The ability to manage time well is also an important factor. Professor schedules are often flexible as they are only required to attend class, hold office hours, and attend faculty meetings. Outside of these three things, it is the professor's responsibility to find the time to research projects and supervise graduate students. Some professors, especially those just starting out, will have the greatest difficulty with this as there is a lot of pressure on young professors to become published and to perform research.
Class times will vary as the university decides which classes to offer each semester so a professor's schedule is always changing. The changing class times will also affect office hours. Adaption to schedule changes should be taken into account prior to becoming a professor.
The ability to separate one's self from students is also essential. Professors should be able to help and assist students without becoming too involved. Emotional distance is vitally important and professors should always take precautions to avoid any behavior that could be construed as inappropriate.
During 2006, full-time professors made on average $73,207 while associate professors or part-time professors made $69,911. Assistant professors made slightly less earning $58,662. Those who work for a four-year institution made more in 2006 than those who worked for two-year colleges. Private institutions paid more in 2006 than public institutions who paid on average $71,362 per year. Religious-affiliated schools paid the least of the three at $66,118 per year.

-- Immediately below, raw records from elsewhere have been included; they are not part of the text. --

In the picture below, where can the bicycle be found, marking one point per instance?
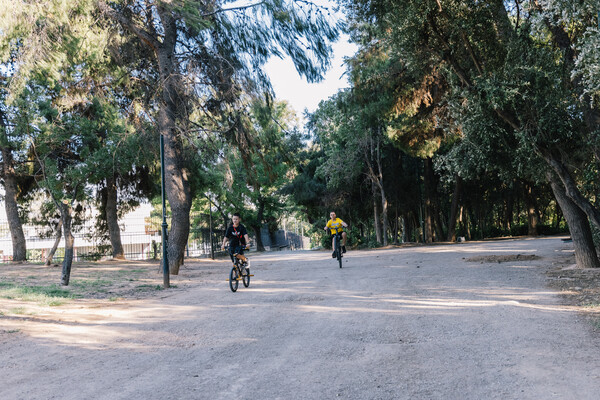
(239, 271)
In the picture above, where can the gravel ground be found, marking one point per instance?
(464, 321)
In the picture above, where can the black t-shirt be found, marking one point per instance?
(236, 235)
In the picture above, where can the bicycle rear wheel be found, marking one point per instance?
(246, 276)
(233, 279)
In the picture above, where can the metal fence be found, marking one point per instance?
(141, 241)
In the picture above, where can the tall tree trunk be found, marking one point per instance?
(257, 232)
(384, 202)
(66, 213)
(10, 203)
(579, 227)
(56, 242)
(454, 209)
(431, 203)
(532, 212)
(377, 224)
(172, 109)
(112, 219)
(509, 209)
(571, 187)
(259, 217)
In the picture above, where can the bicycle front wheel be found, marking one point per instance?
(246, 276)
(233, 279)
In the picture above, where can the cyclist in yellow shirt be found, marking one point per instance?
(334, 225)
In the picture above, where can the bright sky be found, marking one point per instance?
(288, 85)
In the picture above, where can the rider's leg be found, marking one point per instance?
(333, 246)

Institutions that had programs in non-academic alternatives such as medicine, law, and engineering paid a higher salary to professors and these salaries well exceeded the average. Institutions that mainly concentrated in humanities, education, and other similar fields paid less.
Jeffery A. Butts is a current professor at Appalachian State University and has been a member of the AAUP since 1977. He has served a number of years on committees for the AAPU and is the current First Vice-President. He is committed to taking a more active role in lobbying on behalf of professors, the reorganization effort of the AAUP, and establishing a charitable foundation to help with grants as well as endowment funds. Butts was elected in 2007 and is up for re-election in 2008.
Today the Association works with professors from across the nation with the same mission in mind. Through lobbying efforts, briefs, support, and advice the AAUP offers professors a great deal of support in their chosen field. In addition to this, the AAUP offers a number of publications to its members as well as continually keeping members informed of legal happenings.